Ratinho

Personal information
- Full name: Heitor Martinho de Souza
- Date of birth: 3 March 1942
- Place of birth: São Francisco do Sul, Brazil
- Date of death: 11 February 2001 (aged 58)
- Place of death: Balneário Barra do Sul, Brazil
- Height: 1.62 m (5 ft 4 in)
- Position: Right winger

Senior career*
- Years: Team / Apps / (Gls)
- 1961–1962: Fluminense-SC [pt]
- 1962–1965: Marcílio Dias
- 1965–1972: Portuguesa / 242 / (56)
- 1973–1974: São Paulo / 30 / (3)
- 1976–1978: Joinville

= Ratinho (footballer, born 1942) =

Brazilian footballer

Heitor Martinho de Souza (3 March 1942 – 11 February 2001), better known as Ratinho, was a Brazilian professional footballer who played as a right winger.

==Career==

Ratinho (little mouse), a nickname given to the fact that the player was fast and daring, began his professional career at Fluminense de Joinville. In 1962 he arrived at Marcílio Dias, being part of the state champion squad in 1963. He arrived at Portuguesa in 1966 and made 242 appearances for the club, scoring 56 goals.
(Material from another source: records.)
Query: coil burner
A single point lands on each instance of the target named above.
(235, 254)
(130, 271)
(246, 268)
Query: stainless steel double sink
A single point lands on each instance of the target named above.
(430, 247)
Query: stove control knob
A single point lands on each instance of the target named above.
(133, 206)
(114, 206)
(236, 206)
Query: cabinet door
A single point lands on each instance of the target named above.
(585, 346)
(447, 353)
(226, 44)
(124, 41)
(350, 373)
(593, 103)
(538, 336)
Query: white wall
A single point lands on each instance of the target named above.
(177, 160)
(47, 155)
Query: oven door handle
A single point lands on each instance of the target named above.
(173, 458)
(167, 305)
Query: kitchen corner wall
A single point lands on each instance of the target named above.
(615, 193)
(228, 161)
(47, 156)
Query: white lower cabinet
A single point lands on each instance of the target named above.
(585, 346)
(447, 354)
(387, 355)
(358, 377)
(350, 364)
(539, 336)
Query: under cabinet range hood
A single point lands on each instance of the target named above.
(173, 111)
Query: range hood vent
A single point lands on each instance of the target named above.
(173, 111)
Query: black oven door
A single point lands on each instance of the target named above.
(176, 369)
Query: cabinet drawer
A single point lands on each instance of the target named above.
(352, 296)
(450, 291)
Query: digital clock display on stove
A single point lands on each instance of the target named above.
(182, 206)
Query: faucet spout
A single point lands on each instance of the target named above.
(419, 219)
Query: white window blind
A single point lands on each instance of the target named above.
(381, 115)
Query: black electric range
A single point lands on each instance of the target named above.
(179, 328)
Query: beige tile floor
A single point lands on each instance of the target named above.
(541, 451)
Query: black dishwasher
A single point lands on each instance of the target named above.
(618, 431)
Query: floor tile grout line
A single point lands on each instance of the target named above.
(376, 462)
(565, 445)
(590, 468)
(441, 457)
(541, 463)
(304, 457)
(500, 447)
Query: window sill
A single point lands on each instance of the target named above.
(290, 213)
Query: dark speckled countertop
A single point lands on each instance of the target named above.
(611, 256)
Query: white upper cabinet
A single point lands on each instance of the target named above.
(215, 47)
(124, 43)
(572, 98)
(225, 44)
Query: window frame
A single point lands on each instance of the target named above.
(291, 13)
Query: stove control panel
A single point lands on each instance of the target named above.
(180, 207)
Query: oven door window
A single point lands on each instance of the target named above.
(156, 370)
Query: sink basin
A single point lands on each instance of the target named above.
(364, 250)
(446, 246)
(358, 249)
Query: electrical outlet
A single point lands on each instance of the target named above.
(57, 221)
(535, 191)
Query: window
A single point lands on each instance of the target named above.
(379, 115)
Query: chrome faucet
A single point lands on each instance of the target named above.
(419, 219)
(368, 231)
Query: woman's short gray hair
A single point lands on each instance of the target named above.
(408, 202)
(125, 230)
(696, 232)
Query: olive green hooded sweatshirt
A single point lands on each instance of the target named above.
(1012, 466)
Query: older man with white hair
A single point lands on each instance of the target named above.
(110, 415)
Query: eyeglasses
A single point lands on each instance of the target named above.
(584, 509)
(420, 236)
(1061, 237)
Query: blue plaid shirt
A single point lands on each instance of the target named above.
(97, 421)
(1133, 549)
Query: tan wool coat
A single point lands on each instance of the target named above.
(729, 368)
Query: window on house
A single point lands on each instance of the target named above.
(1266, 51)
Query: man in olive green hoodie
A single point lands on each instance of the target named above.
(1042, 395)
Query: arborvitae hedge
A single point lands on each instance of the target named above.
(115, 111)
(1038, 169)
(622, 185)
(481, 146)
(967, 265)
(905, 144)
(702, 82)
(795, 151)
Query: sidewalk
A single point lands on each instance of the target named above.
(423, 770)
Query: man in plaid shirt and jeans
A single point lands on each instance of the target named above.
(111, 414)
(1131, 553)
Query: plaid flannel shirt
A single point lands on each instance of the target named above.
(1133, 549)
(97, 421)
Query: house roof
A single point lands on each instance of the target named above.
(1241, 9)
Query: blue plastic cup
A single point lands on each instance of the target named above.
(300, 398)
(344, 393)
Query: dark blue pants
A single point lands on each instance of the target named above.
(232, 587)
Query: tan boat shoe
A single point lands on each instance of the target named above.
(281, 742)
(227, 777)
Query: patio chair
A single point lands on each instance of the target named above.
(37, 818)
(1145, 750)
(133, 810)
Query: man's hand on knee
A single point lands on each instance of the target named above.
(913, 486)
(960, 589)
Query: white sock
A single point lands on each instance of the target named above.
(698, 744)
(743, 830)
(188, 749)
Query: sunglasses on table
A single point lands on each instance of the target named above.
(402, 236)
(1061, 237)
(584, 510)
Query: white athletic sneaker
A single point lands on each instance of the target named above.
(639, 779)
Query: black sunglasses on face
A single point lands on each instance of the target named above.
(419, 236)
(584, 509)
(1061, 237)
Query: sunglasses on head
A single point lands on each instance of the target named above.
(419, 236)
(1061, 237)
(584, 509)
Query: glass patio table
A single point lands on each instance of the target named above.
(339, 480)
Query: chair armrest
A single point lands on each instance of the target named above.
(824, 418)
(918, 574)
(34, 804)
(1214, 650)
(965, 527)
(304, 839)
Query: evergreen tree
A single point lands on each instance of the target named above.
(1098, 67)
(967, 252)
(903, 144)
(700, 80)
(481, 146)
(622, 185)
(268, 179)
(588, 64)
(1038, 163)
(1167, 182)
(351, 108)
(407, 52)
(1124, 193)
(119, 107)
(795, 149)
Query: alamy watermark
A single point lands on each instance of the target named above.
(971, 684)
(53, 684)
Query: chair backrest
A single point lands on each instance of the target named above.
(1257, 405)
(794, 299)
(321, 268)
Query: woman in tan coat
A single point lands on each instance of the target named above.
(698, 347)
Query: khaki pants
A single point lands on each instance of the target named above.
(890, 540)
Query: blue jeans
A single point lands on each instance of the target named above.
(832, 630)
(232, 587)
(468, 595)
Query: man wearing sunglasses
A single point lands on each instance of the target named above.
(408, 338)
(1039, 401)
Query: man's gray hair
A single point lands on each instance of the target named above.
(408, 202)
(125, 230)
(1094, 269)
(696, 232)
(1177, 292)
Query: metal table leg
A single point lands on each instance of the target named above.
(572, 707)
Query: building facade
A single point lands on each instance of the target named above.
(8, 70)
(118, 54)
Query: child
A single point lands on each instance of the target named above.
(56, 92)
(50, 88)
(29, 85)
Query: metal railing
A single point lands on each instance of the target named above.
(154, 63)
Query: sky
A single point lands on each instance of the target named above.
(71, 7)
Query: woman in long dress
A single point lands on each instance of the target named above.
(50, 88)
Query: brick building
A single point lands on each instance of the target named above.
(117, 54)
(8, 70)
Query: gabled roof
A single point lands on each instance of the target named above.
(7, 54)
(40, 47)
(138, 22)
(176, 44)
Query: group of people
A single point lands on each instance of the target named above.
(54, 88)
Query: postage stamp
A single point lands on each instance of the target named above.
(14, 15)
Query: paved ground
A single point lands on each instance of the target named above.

After disagreements with the president of Portuguesa, Oswaldo Texeira Duarte, he went to São Paulo, where he played little, mostly as a substitute, making 30 appearances and scoring just 3 goals. In 1976, he was one of the first reinforcements of the recently created Joinville EC (after the merger between América and Caxias), being state champion in 1976 and 1978. After retiring, he worked as the club's football director.

==Honours==

- Marcílio Dias
- Campeonato Catarinense: 1963

- Joinville
- Campeonato Catarinense: 1976, 1978

==Death==

Ratinho died in a car accident on 11 February 2001, in Balneário Barra do Sul, Santa Catarina.